Buying a new tennis ball machine can be a daunting experience, especially if you are unfamiliar with some of the terminology used. When selecting a tennis ball machine, it’s important to strike a good balance between the skill challenges offered by the machine and your budget. A beginner using one of the more advanced machines may find the range of features and level of skill required overwhelming. On the other hand, an advanced player using one of the more basic machines may not be challenged enough to improve.
The range of features on offer will vary depending on the make, model and perhaps more importantly, your budget.

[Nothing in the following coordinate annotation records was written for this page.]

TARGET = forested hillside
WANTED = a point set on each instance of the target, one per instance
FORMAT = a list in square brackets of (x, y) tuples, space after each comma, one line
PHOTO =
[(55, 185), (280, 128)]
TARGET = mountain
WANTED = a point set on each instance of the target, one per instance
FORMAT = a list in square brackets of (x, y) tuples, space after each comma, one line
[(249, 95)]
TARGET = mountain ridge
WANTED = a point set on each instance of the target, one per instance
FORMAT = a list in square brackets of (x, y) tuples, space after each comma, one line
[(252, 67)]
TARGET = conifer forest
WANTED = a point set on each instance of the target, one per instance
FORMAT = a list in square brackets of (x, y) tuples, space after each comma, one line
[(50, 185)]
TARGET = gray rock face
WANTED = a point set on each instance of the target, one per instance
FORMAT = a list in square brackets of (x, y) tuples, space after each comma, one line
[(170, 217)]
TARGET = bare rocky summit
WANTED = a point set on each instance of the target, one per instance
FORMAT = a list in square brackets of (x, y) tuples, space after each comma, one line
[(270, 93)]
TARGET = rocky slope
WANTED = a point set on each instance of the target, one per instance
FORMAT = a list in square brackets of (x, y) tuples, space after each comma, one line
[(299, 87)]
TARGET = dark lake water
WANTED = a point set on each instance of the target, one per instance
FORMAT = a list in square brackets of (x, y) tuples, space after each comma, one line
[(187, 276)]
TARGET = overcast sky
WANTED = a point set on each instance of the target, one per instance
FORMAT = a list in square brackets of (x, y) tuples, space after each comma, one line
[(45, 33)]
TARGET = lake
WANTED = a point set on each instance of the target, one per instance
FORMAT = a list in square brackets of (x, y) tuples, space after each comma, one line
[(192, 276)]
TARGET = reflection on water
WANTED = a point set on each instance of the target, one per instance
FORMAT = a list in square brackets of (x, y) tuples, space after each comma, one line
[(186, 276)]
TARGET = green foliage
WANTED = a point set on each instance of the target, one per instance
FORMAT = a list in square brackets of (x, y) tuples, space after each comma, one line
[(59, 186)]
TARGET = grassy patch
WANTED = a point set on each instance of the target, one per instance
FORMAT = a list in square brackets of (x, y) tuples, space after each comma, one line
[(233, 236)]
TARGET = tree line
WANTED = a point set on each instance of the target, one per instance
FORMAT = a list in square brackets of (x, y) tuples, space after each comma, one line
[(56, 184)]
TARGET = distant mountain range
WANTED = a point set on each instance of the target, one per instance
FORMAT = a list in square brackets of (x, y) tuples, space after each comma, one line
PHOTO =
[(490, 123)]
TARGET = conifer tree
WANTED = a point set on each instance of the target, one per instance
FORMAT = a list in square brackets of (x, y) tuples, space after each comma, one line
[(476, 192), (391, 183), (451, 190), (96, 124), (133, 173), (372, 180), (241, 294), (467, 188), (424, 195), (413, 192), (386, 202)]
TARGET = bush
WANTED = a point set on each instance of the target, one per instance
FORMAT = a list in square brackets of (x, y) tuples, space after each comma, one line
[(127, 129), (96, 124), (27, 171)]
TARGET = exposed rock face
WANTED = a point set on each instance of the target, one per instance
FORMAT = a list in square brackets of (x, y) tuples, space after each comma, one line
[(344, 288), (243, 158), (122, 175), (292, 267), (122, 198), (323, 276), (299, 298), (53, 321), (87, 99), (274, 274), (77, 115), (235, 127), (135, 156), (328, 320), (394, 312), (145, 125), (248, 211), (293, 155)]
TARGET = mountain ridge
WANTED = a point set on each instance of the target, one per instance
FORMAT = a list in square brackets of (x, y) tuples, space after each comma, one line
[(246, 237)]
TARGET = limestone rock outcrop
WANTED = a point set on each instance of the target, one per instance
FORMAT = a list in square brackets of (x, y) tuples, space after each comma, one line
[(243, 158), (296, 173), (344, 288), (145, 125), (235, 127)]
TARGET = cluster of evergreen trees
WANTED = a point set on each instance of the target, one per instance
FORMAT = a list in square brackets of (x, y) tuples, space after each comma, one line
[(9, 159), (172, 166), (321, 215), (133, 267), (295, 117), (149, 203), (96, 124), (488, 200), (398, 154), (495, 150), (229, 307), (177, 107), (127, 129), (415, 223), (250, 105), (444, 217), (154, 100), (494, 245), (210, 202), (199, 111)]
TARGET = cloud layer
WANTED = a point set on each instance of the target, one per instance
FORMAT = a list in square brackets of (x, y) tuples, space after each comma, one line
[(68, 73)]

Here we’ll try and clarify some of the important terms that you’ll come across when selecting your new tennis ball machine in our handy glossary of definitions.
2-Line Facility – A feature that delivers the same shot, alternating between forehand and backhand.
3-State Charger – The ultimate smart charger that intelligently senses the state of the battery and adjusts itself to maximise charge and life of the battery.
Ball Elevation – The vertical angles at which the machine can eject balls. Higher elevations will allow the machine to better recreate lobs.
Ball Interval – The rate at which balls are ejected from the machine. This interval is usually adjustable by the user between approximately 2 and 15 seconds.
Ball Speed – See Ejection Speed.
Continuous Time – See Running Time.
Drills – Pre-programmed sequences of shots that simulate certain types of player. More advanced tennis ball machines will even let you program your own drills.
Dual Oscillator – See Oscillator.
Ejection Speed – The speed in miles per hour that tennis balls will leave the machine. Usually indicated as a minimum and maximum ejection speed. Speeds can vary greatly between machines. Lower speeds will be suitable for beginners, whereas intermediate and advanced players will be looking for a machine capable of serving shots at much higher speeds. Indicated ‘maximum’ speeds are for balls ejected from the machine with no spin applied.
Hopper Capacity – The number of balls the machine will hold during use. Larger ball hopper capacities will mean that the time between refills is less, allowing you to spend more time practicing.
Horizontal Oscillation – See Oscillator.
On Court Time – See Running Time.
Oscillator – The Oscillator allows a machine to spread balls around the court, rather than consistently firing in a fixed direction. Horizontal oscillation or single oscillation, is a side to side motion, allowing the machine to aim at points across the width of the court. Vertical oscillation is an up and down motion that gives additional height to a delivery or allows the ball to just skim the top of the net. A machine with Horizontal and Vertical Oscillation capabilities is commonly referred to as having Dual Oscillation. Finally, Triple Oscillation, which is a combination of both motions used simultaneously, allows the machine to serve balls to any random point on the court.
Pressureless Tennis Balls – See Unpressurised Tennis Balls.
Remote Control – Tennis ball machines that come with a wireless remote control will allow the machine to be controlled by the player from the other side of the court. Basic remotes will allow the user to start and stop the machine ejecting balls, but more advanced remote controls lets the user change settings for spin, speed, feed rates, ball elevation and more without the need to walk over to the machine each time.
Running Time – Often quoted as Continuous Running Time and On-Court Time. Continuous time is calculated as if the machine was constantly being refilled, allowing the user to continuously practice without a break. In reality, there will be some ‘down-time’, as ‘used’ balls are retrieved from around the tennis court, the machine is refilled and the player rests etc. The On-Court Time takes these breaks into account and is a more realistic representation of expectations when using a tennis ball machine.
Single Oscillator – See Oscillator.
Smart Charging – A smart charger will sense when the battery is full and automatically stop to prevent overcharging.
Spin – The ability to apply spin to a ball, either top-spin or back-spin to create a more challenging delivery.
Triple Oscillator – See Oscillator.
Unpressurised Tennis Balls – Regulation tennis balls used for matches are sold in pressurised cans, with the ball itself filled with nitrogen or air at an equal pressure to that of the can. As soon as the can is opened, balls gradually begin to lose their bounce and become softer. Unpressurised / pressureless balls should be used with tennis ball machines as they don’t lose their bounce over time and provide much more consistent results that are suitable for practice use.
Vertical Oscillation – See Oscillator.